Description

AT&T announced on July 12, 2024, that it had been a victim of a data breach. The company learned of the breach in April but delayed disclosing it at the request of federal investigators. The attack is attributed to unauthorized access to an AT&T workspace on a third-party cloud platform. Snowflake is a well-known data warehousing and data engineering platform that caters to companies dealing with data, helping them organize and manage information.

This is the second major data breach announced by AT&T within a three-month period. The former breach, which took place in March 2024, exposed personal information of about 73 million customers, including names, email addresses, birth dates, and Social Security numbers (SSNs).

Unlike the previous attack, the most recent breach did not include personal identifiable information (PII). Instead, it compromised metadata. Metadata is information that describes other data. The compromised data includes phone numbers and counts of calls or texts placed by nearly all AT&T mobile customers between May 1, 2022, and October 31, 2022, as well as on January 2, 2023. The information also included data about the location of cellular communications towers for some customers. AT&T insists that the actual content of calls or texts was not accessed. However, the concern is that the databases from the two data breaches could potentially be correlated, with names matched to phone numbers, possibly allowing for the piecing together of subscribers’ whereabouts and actions. AT&T reported implementing enhanced security protocols in response to the breach, which included sealing the vulnerability that allowed unauthorized entry into their systems.

Fallout and Legal Consequences

AT&T has faced significant repercussions following the data breach. According to Wired Magazine, AT&T paid a ransom of $373,646 to a cybercriminal organization called ShinyHunters, who notified them they were in possession of the data. The transaction was conducted on May 17 in exchange for deleting stolen data. A class action suit has since been filed against AT&T, alleging negligence in protecting customer data and failure to implement industry-standard security measures, such as multifactor authentication, on the third-party cloud platform Snowflake. The Plaintiff also claims AT&T has not been transparent about the extent of its data security lapses. In addition to the suit, Senators Richard Blumenthal of Connecticut and Josh Hawley of Missouri have written a letter to AT&T demanding more information about the breach.

Prevention

In this case, the breach is being directly attributed to a lack of multifactor authentication (MFA). Multi-factor authentication (MFA) works by requiring users to provide two or more verification factors to gain access to an account or system.
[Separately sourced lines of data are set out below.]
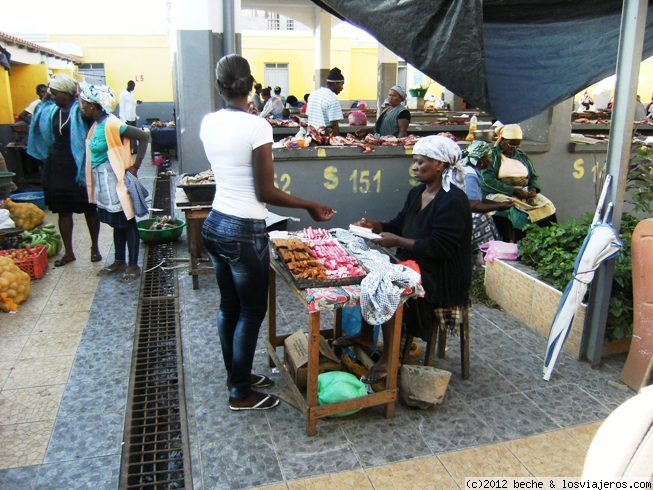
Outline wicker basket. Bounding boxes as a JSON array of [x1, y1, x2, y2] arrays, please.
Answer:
[[0, 245, 48, 279]]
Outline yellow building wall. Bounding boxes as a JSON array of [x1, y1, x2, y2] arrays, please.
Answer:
[[49, 34, 173, 102], [0, 69, 13, 124], [242, 35, 378, 103], [9, 65, 49, 120]]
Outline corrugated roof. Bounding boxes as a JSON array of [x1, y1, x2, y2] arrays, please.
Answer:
[[0, 31, 81, 63]]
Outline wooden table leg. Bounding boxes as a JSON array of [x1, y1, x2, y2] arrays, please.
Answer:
[[306, 311, 321, 436], [384, 304, 403, 418], [268, 268, 277, 368], [188, 216, 202, 290]]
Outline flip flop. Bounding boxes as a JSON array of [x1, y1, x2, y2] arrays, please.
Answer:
[[332, 335, 374, 348], [90, 250, 103, 262], [361, 365, 388, 385], [229, 392, 280, 411], [227, 373, 274, 389], [54, 256, 76, 267]]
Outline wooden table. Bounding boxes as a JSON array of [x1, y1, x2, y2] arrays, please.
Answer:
[[267, 258, 408, 436], [174, 189, 212, 289]]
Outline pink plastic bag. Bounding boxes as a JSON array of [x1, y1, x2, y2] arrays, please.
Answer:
[[348, 110, 368, 126], [478, 240, 519, 263]]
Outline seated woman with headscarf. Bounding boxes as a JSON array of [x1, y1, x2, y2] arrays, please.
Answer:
[[375, 85, 411, 138], [335, 135, 472, 383], [481, 123, 556, 242], [459, 140, 513, 251]]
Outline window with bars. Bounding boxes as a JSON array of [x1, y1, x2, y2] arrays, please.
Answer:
[[286, 19, 295, 30], [267, 13, 280, 30]]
After the user enters their user credentials for the initial login, the system then prompts the user for one or more additional authentication factors. Some popular forms of secondary authentication include:

  • Entering a one-time password (OTP) or PIN sent by SMS or email
  • Using an authenticator app to generate a code
  • Using a physical token or key such as inserting a FIDO key into a laptop
  • Providing biometric data such as a fingerprint or facial recognition

Even if hackers might manage to steal or guess passwords, MFA provides an additional barrier. Without the second (or third) factor of authentication, attackers cannot gain access to the system. Many cloud providers offer MFA as an option, but customers or users sometimes fail to implement it. Many regulatory frameworks and cyber insurance providers now require MFA implementation. With the increasing vulnerability of passwords to compromise, MFA should no longer be viewed as optional, but as a mandatory security measure for all sensitive systems and accounts.